Diego hielt seinem Blick stand, und schließlich knickte der Detective ein. Unwillig stapelte er die Blätter vor sich zu einem unordentlichen Haufen und stand auf. Ohne ein Wort zu sagen, öffnete er mit seinem Schlüssel die Tür und trat auf den Gang hinaus.
Die Tür hatte Larence offen gelassen, also erhob sich auch Diego und folgte dem Detective, der mit schnellen Schritten in Richtung Zellentrakt ging. Als er beim Büro des Wachhabenden ankam, hatte der gelangweilt wirkende Cop seine Sachen schon geholt.
Diego prüfte den Inhalt der Kassette und entnahm ihr sein Handy, den Gürtel und die Patek Philippe, die man ihm abgenommen hatte.
„Glauben Sie nur nicht, dass Sie aus der Sache schon raus sind“, hörte er Larence hinter sich sagen. „Ich werde Sie im Auge behalten!“
Diego konnte sich gerade noch eine wegwerfende Handbewegung über die Schulter verkneifen. – Warum unnötig provozieren? Stattdessen drehte er sich zu dem Detective um. „Suchen Sie lieber nach dem wirklichen Täter“, schlug er vor, was aber bei Larence nicht mehr als ein gepresstes „Hmpf“ hervorrief.

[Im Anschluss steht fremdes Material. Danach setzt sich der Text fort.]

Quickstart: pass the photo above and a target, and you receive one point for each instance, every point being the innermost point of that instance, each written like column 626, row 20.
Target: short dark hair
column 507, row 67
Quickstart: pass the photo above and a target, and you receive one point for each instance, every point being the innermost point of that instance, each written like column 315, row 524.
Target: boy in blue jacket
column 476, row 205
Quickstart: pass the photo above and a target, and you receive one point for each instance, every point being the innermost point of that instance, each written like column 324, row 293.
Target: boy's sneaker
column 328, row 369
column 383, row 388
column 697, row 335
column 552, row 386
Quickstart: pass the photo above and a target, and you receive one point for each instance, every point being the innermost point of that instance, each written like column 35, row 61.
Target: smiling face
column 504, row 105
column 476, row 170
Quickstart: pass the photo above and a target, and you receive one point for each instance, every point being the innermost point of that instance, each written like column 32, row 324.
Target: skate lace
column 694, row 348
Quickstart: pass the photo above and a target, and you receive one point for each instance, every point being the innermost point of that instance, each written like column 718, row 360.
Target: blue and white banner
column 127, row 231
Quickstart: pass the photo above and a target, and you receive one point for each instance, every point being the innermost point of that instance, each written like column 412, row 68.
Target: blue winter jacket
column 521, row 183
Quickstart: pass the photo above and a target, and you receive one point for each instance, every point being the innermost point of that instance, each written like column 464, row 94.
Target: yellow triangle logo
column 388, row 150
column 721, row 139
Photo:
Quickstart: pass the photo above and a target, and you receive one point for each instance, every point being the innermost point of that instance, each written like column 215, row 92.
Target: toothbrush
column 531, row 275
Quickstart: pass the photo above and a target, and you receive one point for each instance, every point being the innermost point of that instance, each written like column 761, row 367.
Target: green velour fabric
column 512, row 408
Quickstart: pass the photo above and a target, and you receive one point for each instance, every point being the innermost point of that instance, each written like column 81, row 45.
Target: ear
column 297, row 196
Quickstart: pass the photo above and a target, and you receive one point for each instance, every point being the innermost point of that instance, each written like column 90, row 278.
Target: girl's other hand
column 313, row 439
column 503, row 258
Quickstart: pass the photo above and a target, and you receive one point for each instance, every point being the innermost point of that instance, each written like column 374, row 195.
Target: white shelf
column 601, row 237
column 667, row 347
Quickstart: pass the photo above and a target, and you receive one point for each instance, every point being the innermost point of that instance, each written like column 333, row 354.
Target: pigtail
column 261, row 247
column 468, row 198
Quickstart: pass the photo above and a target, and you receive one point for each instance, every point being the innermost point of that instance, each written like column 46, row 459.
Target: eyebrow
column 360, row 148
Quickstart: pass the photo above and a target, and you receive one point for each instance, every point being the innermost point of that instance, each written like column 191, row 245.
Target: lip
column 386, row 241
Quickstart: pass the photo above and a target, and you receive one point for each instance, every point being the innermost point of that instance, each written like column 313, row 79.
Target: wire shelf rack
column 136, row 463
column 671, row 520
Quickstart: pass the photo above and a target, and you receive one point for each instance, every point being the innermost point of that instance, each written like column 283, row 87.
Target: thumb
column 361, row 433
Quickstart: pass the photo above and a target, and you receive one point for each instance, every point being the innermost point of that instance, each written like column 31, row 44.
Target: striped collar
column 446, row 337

Diego wandte sich wieder dem Tresen zu, steckte das Handy ein, legte die Armbanduhr um und zog den Gürtel in die Schlaufen seiner Hose. Als er fertig war und sich umwandte, stellte er fest, dass er allein auf dem Flur stand. Larence hatte es vorgezogen, sich grußlos zu entfernen.
Diego hob kurz die Schultern, wünschte dem Wachhabenden noch einen schönen Tag und ging auf schnellstem Weg zum Ausgang der Polizeistation.
Es tat gut, die warmen Strahlen der Abendsonne zu spüren. Die ganze Sache hatte ihn doch mehr mitgenommen, als er gedacht hatte. Mit jeder Stunde seiner Gefangenschaft war es ihm schwerer gefallen, den Coolen zu spielen, aber jetzt war er frei, und das war das Einzige, was zählte.
Plötzlich stieg eine innere Unruhe in Diego auf. Ein kalter Schauer durchlief ihn, und er spürte, wie seine Hände anfingen, zu zittern. Schräg gegenüber gab es eine Grünanlage. Ein kleiner Park, in dem auch einige Bänke standen. Mit unsicheren Schritten ging Diego über die Straße und setzte sich genau auf die Bank, auf der gestern Lana und Lou gesessen hatten.
Jetzt erst kam die Reaktion, die er seit seiner Verhaftung die ganze Zeit lang unterdrückt hatte: Heiß pulste das Blut durch seine Adern und das Herz wummerte in seinem Brustkorb wie ein Vorschlaghammer. Noch nie in seinem Leben war er gefangen gewesen. Noch nie hatte man ihn dermaßen beschuldigt und gedemütigt, und jetzt, wo es endlich überstanden war, brach das alles über ihn herein.
Ein paar Minuten später ging es wieder einigermaßen. Diego griff in die Tasche seines Jacketts, holte das Handy heraus und aktivierte es. Insgesamt neunundzwanzig Missed Calls wurden angezeigt. Ganz oft von Lana, ein paar Mal von Lou und Hercule, und dann noch ein paar Neugierigkeitsanrufe von Studis, die gestern Morgen mitgekriegt hatten, dass er verhaftet worden war.
Die Versuchung sofort Lana anzurufen war groß, aber Diego hatte seine Cousine auf dem Flur vor den Vernehmungsräumen gesehen, also war Lous Nummer die erste, die er wählte.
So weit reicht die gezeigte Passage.